In a world where every dollar counts, that's not just data - that's freedom.
Add Blueprint to the mix, and things get interesting.
Let me geek out on you for a second: Source is like a microbe whisperer, mimicking something called a strigolactone—nature's version of a 'help wanted' sign. When your crops need nutrients, Source signals the billions of microbes already living in your soil to deliver them.
Think of it as Uber Eats for your plants, but the drivers were there all along.
Blueprint? That's your root system on steroids. It brings in beneficial fungi that expand your root network so dramatically that you have to see it to believe it.
Together, they're like Batman and Robin, if Batman and Robin were really good at moving nutrients around underground.
This stuff was interesting enough to get me to Kansas City, not just for the barbecue (though that didn't hurt). There, I met the Sound squad: Rich Haynes, their video virtuoso who makes ag tech look like Hollywood; Ryan Harder, the kind of agronomist who can explain soil science so clearly you'd think he was talking about last night's ball game.
And the dealers?
Man, these weren't your typical ag salesmen. John 'Don't Tell Me My Tractor Is' Rusten from P2P Ag Services in northern Minnesota and Brad 'Never Met a Microbe He Didn't Like' Naplin, both diving deep into the microbial mission.
These guys weren't just selling products - they were building the future of farming, one field at a time.
It was like finding my tribe - a bunch of ag revolutionaries who saw the same future I did, just with better barbecue sauce.
So here we are, planning next year's shift from testing to tweaking. The proof is in the yield monitors, and we're done asking "if" this works. Now, we're hunting for that sweet spot - that perfect balance where less truly becomes more.
And folks, that's just the beginning.
Imagine a future where we don't need fungicides because an army of microbes is doing what nature intended - keeping plants healthy from the dirt up.
It's not science fiction; it's just science waiting for us to catch up.
You want to know the craziest part of this whole story?
That persistent sales rep I kept ghosting?
Dan Leffelman has become one of my closest friends. We've got a Snapchat streak pushing 300 days - who saw that coming?
From "Delete. Ignore. Repeat" to daily snaps of life on the farm, sharing wins and losses, jokes and dreams.

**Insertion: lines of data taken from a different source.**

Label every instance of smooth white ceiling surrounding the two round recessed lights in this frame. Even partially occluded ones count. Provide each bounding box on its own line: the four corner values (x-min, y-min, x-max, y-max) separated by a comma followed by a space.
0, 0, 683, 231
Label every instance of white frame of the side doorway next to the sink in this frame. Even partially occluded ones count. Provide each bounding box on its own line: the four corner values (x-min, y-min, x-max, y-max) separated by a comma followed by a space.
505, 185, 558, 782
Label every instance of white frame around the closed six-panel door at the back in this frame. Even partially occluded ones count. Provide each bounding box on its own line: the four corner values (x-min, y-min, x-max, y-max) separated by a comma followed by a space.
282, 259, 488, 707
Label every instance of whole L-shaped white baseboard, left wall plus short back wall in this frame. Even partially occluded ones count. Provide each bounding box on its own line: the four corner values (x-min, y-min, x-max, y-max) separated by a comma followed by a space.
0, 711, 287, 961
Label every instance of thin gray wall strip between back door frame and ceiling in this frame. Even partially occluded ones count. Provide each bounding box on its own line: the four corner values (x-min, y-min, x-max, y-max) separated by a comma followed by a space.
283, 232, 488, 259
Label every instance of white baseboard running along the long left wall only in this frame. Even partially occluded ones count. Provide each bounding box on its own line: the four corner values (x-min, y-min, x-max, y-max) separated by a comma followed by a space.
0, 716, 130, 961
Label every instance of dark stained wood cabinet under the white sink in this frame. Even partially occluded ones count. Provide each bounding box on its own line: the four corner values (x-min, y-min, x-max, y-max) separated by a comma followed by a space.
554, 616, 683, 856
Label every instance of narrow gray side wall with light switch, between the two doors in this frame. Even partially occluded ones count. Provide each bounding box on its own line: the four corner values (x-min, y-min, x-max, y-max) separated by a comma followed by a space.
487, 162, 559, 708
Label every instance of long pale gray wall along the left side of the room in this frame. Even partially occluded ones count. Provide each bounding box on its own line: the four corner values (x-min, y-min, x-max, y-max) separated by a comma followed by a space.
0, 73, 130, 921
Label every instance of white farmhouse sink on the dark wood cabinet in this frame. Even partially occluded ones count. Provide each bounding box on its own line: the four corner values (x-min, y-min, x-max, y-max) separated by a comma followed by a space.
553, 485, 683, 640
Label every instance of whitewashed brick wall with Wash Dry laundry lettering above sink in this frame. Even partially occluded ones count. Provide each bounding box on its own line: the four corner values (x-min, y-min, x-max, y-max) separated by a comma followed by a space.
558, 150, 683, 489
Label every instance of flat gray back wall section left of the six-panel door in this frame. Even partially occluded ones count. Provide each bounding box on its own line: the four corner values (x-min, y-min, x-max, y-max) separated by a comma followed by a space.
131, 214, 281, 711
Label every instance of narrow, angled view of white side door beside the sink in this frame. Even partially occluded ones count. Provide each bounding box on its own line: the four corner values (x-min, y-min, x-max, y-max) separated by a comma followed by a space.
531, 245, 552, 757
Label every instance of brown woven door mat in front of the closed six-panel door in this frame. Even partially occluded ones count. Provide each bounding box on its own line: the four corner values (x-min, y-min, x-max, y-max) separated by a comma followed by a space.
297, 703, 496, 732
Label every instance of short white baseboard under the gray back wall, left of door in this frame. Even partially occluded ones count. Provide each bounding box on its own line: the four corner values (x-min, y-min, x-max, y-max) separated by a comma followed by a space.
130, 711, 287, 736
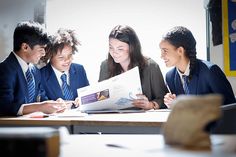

Here I am, a guy who spent decades chasing dollars and coming up empty, now standing on the front lines of an agricultural revolution with a tribe I never expected to find. All because one beautiful bastard decided to become my first subscriber instead of just another voice in my voicemail.
Sometimes the best sales pitch isn't a pitch at all - it's just someone who gives enough of a damn to stick around, to read your story, to see you as more than a potential commission.
Dan didn't just sell me on Source; he showed me a different way to be in agriculture. A way that puts relationships before transactions, purpose before profit.
These days, when my phone rings and I see Dan's name, I don't hit delete. I answer with a grin, usually with, "What's up, you beautiful bastard?"
From ghost to friend.
From skeptic to believer.
From chasing dollars to building something that matters.
Not bad for a story that started with me ghosting a sales rep, huh?
Delete. Ignore. Repeat?
No.
These days, it's more like Connect. Grow. Thrive.
Thanks for reading, and I hope you all have a happy Thanksgiving!
Bye for now. 🌱
Somebody's cutting onions in here 😭 I can't snap you looking like this 💘
This is fantastic writing. Hamish Mac doesn't stand a chance against your AG on substack quest. I believe you will be the farmer that makes it happen!